Adiponectin exerts its effect through adiponectin receptor 1 and 2, which are both expressed in the heart in vivo [
5] and in the cardiomyocyte in vitro [
4]. Adiponectin receptors were also expressed in atherosclerotic lesions, macrophages and vascular endothelial cells [
5,
25]. Overweight patients with coronary artery disease had decreased surface expression of adiponectin receptors in peripheral monocytes [
26]. Although the protein expression of adiponectin receptor 1 in coronary arterioles and aortas was similar between control and diabetic mice, the protein expression of adiponectin receptor 2 was significantly reduced in type 2 diabetic mice [
27]. Adenovirus-mediated overexpression of AdipoR1 and 2 in vascular endothelial cells significantly enhanced the antiinflammatory effect of adiponectin [
28]. Our study showed that the expression of adipoR2 in the heart and the expression of adipoR1 in aorta were decreased in diabetic rats. The decreased adiponectin receptors may be due to hyperinsulinemia since it has been reported that insulin deficiency increased, but insulin replenishment decreased the expression of adipoR1/2 in animals in vivo [
29]. The decreased adiponectin and its receptors may lead to adiponectin resistance, which may limit adiponectin to produce its biological effects, especially its protective effect on diabetic heart and aorta. The decreased adiponectin and its receptors may together play a role in the occurrence and progression of cardiomyopathy and atherosclerosis in type 2 diabetic rats. Adiponectin receptors could be modulated by agonists of the nuclear receptors PPARalpha, PPARgamma, and LXR [
25]. Our study showed that telmisartan, a unique angiotensin II receptor antagonist with selective PPARgamma-modulating activity [
16,
17], increased the mRNA expression of AdipoR2 in the heart and the mRNA expression of AdipoR1 in the aorta in diabetic rats, indicating that angiotensin II could down-regulate, while PPARgamma agonist could up-regulate the expression of adiponectin receptors. The results of our study are in agreement with the results of studies [
25,
30] showing that adiponectin receptors were expressed in adult ventricular cardiomyocytes, atherosclerotic lesions and macrophages, and upregulated by activation of peroxisome proliferator-activated receptor gamma.

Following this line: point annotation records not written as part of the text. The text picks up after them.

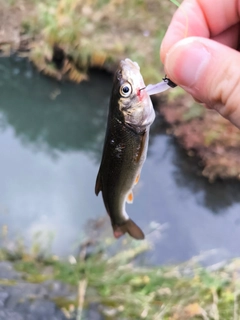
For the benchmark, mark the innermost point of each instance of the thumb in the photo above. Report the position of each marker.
(209, 71)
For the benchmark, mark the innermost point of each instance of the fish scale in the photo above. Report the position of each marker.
(130, 115)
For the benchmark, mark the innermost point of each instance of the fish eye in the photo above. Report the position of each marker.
(126, 90)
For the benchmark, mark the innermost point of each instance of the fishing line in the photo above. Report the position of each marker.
(166, 83)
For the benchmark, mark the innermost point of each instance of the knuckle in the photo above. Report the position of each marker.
(225, 96)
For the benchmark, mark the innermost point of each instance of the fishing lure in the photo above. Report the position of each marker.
(159, 87)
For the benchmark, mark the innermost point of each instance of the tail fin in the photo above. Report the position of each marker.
(129, 227)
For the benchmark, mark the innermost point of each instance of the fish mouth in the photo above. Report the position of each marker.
(130, 71)
(127, 63)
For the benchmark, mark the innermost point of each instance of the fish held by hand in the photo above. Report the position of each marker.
(130, 115)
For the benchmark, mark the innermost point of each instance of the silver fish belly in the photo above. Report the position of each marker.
(130, 115)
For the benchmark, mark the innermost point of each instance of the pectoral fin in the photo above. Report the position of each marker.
(98, 186)
(137, 179)
(130, 197)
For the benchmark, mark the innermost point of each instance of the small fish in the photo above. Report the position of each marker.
(130, 115)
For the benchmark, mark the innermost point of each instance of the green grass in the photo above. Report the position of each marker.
(129, 291)
(99, 33)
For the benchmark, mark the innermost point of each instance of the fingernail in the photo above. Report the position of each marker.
(186, 62)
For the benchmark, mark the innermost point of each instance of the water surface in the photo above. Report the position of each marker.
(51, 137)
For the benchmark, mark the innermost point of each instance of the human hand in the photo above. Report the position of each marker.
(206, 63)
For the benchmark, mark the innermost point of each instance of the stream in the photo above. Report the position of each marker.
(51, 138)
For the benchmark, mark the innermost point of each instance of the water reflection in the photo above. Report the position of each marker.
(51, 115)
(51, 138)
(217, 196)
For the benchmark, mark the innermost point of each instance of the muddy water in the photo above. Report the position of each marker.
(51, 137)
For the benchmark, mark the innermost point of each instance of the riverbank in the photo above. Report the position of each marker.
(211, 139)
(65, 39)
(118, 285)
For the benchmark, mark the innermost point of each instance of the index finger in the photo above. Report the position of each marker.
(202, 18)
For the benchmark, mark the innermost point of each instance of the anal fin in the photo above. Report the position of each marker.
(129, 227)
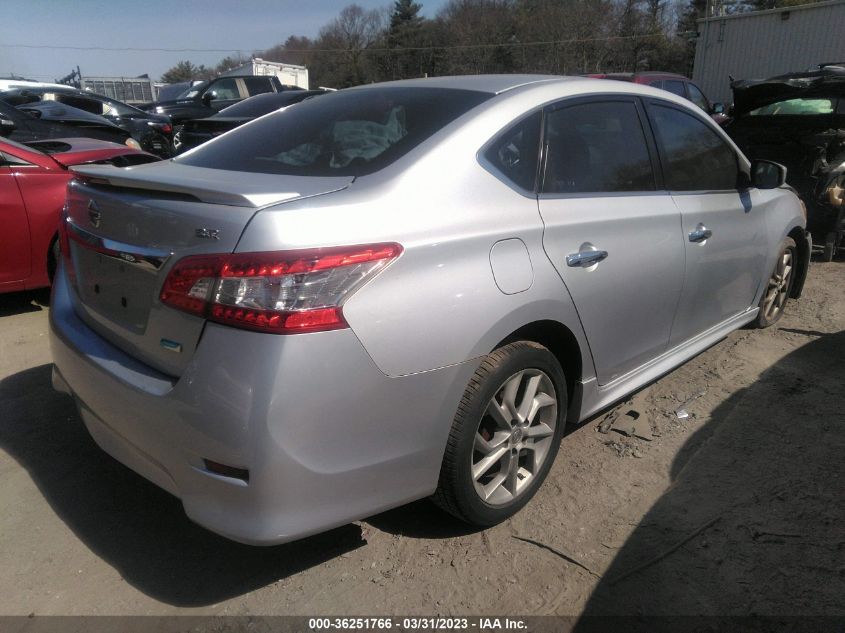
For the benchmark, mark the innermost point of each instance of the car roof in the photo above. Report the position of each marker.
(493, 84)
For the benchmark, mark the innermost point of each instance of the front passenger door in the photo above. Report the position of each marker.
(611, 232)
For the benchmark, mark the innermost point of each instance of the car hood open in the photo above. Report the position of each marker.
(750, 94)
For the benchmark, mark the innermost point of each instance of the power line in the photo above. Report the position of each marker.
(340, 50)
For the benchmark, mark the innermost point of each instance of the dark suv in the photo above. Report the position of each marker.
(206, 99)
(198, 131)
(676, 84)
(38, 122)
(153, 132)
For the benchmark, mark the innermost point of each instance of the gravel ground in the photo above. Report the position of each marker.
(738, 508)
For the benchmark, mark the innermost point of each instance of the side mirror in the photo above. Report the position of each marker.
(6, 127)
(766, 174)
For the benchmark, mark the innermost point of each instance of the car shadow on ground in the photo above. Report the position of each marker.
(22, 302)
(754, 521)
(134, 526)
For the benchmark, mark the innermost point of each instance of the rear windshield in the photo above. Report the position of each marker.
(793, 107)
(262, 104)
(345, 133)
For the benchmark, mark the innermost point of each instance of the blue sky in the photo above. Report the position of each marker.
(232, 26)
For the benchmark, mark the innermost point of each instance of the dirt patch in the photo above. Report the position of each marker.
(735, 508)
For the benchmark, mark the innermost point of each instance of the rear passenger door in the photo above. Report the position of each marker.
(723, 227)
(611, 232)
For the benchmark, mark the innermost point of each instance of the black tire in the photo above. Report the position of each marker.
(157, 144)
(53, 256)
(767, 317)
(829, 247)
(456, 492)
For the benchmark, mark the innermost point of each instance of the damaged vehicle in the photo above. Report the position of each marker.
(798, 120)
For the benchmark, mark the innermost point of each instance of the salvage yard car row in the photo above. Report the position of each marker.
(233, 323)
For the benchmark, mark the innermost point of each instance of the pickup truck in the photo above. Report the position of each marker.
(206, 99)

Adiponectin can improve both glucose metabolism and insulin resistance [
31]. Glucose enters the heart via the facilitative glucose transporters GLUT1 and GLUT4 [
32]. Glucose transporter expression in the heart is altered in various pathological states. Our study showed that the mRNA expression of GLUT4 was decreased, indicating that glucose metabolism would be reduced in diabetic rat hearts. It was reported that changes in glucose transporter expression contributed to myocardial dysfunction in diabetes [
33]. In addition, GLUT4-deficient mice developed striking cardiac hypertrophy [
34]. Normalization of glucose homeostasis by transgenic re-expression of GLUT4 in the skeletal muscle resulted in a reversal of the cardiac pathology in mice heterozygous for GLUT4 ablation [
35]. Hence, we propose that the decreased cardiac GLUT4 observed in this study may contribute to the deterioration in heart function and to the cardiac hypertrophy seen in diabetic rats. Our study showed that telmisartan treatment reduces cardiac hypertrophy, improved the heart function, and increased myocardial expression of GLUT4 in diabetic rats. The increased adiponectin and its receptors may partly explain the increased GLUT4, which may contribute to the ameliorated heart function in diabetic rats treated with telmisartan.